Description
Jennifer Aniston Salad is a refreshing and nutrient-packed dish featuring bulgur wheat or quinoa combined with fresh cucumber, red onion, herbs, pistachios, and feta cheese. This vibrant salad is tossed with olive oil and lemon juice, creating a light, flavorful meal perfect for a quick lunch or a healthy side dish.
Ingredients
Scale
Grains
- 1 cup bulgur wheat (or quinoa for a gluten-free option)
Vegetables & Herbs
- 1 cup cucumber, diced
- 1/2 cup red onion, diced
- 1/2 cup fresh parsley, chopped
- 1/2 cup fresh mint, chopped
Other Ingredients
- 1/2 cup pistachios, roughly chopped
- 1/2 cup chickpeas (optional, for added protein)
- 1/2 cup feta cheese, crumbled
- 1-2 tablespoons olive oil
- Juice of 1 lemon
- Salt and pepper to taste
Instructions
- Cook the grain: Cook the bulgur wheat or quinoa according to the package instructions. Once cooked, let it cool completely to ensure the salad has a fresh texture.
- Prepare the vegetables and herbs: While the grain is cooking, dice the cucumber and red onion. Chop the fresh parsley and mint finely to release their flavors.
- Combine the base ingredients: In a large mixing bowl, combine the cooled bulgur or quinoa with the diced cucumber, red onion, chopped parsley, chopped mint, pistachios, and chickpeas if using. This creates a colorful and hearty base for the salad.
- Add the dressing: Drizzle olive oil and freshly squeezed lemon juice over the mixed ingredients. Toss gently to ensure everything is evenly coated and well-flavored.
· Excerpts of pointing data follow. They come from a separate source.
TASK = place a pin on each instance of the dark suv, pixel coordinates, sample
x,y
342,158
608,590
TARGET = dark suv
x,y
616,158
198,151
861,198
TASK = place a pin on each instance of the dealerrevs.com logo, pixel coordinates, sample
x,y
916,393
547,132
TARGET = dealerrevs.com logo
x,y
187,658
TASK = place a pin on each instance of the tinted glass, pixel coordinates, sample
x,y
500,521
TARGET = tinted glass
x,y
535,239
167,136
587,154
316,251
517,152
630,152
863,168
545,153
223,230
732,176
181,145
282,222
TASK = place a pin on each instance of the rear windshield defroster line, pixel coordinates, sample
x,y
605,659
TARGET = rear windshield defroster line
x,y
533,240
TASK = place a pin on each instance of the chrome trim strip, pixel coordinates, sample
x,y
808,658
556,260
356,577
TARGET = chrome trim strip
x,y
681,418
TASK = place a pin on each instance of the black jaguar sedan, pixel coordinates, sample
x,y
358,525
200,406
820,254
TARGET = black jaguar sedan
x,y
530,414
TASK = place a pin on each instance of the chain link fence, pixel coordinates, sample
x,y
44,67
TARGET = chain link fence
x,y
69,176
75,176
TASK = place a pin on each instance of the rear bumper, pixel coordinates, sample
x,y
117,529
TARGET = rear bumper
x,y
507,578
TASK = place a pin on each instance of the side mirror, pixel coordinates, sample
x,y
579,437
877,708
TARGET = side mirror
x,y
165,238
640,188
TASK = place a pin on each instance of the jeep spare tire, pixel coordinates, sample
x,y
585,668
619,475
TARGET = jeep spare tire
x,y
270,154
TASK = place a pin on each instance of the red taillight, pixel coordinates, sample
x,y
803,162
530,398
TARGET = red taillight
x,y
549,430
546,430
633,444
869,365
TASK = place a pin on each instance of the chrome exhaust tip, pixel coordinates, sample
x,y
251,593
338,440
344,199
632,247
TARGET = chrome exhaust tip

- Incorporate the cheese: Fold in the crumbled feta cheese carefully so it blends without breaking apart too much, adding a creamy, tangy contrast to the fresh vegetables and herbs.
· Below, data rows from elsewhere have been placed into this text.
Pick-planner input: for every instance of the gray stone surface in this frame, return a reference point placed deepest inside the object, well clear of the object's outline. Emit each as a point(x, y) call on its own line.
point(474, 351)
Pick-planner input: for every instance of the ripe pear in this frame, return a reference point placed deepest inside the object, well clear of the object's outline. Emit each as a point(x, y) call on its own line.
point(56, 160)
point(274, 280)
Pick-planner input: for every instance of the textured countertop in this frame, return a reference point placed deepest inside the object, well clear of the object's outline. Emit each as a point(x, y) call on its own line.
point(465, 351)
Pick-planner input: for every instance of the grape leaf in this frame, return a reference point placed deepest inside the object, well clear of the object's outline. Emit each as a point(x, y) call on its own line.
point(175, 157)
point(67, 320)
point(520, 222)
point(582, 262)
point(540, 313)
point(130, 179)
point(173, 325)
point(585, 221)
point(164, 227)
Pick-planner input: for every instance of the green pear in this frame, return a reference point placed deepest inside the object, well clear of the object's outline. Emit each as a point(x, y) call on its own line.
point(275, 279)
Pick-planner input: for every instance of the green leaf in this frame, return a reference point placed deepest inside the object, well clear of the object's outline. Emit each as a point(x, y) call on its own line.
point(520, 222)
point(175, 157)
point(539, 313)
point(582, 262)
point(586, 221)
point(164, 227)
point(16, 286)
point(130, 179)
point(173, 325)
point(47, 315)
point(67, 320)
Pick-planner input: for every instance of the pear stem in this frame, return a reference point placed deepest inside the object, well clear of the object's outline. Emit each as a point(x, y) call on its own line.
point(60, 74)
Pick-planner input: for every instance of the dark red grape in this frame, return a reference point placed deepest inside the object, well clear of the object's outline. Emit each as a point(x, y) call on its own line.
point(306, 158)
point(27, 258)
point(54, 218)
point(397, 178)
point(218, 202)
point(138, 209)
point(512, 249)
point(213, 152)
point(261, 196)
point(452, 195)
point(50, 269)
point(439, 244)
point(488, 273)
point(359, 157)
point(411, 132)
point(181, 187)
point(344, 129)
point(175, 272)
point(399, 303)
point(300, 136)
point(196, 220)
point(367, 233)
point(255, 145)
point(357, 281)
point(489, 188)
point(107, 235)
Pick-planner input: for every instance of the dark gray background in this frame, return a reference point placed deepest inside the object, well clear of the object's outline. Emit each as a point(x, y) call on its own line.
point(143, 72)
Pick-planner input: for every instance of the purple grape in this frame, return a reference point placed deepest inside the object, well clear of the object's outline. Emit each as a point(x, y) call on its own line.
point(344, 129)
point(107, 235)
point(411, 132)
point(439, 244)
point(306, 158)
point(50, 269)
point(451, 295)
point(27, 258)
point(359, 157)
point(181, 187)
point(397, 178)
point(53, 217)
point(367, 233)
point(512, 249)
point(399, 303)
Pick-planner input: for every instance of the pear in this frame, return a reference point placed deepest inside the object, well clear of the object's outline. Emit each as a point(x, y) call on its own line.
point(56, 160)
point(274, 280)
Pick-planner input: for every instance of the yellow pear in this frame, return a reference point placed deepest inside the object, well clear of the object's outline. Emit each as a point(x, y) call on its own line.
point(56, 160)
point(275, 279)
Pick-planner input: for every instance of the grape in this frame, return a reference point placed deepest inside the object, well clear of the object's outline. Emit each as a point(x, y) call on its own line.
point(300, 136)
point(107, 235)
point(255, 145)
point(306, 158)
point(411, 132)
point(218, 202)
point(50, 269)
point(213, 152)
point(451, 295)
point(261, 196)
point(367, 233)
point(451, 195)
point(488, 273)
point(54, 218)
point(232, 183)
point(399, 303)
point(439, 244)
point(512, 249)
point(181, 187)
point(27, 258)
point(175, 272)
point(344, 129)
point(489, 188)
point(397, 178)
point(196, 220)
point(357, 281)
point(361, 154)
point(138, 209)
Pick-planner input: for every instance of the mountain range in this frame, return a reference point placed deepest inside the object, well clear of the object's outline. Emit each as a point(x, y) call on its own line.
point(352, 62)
- Season and serve: Season the salad with salt and pepper to taste. Serve immediately for a fresh experience, or refrigerate for a couple of hours to allow the flavors to meld wonderfully.
Notes
- For a gluten-free version, substitute bulgur wheat with quinoa as indicated.
- Chickpeas are optional but add a boost of protein and texture.
- Refrigerating the salad enhances the flavor as the ingredients meld together.
- Adjust olive oil and lemon juice quantities to suit your taste preference.
- To make it vegan, omit the feta cheese or replace it with a plant-based alternative.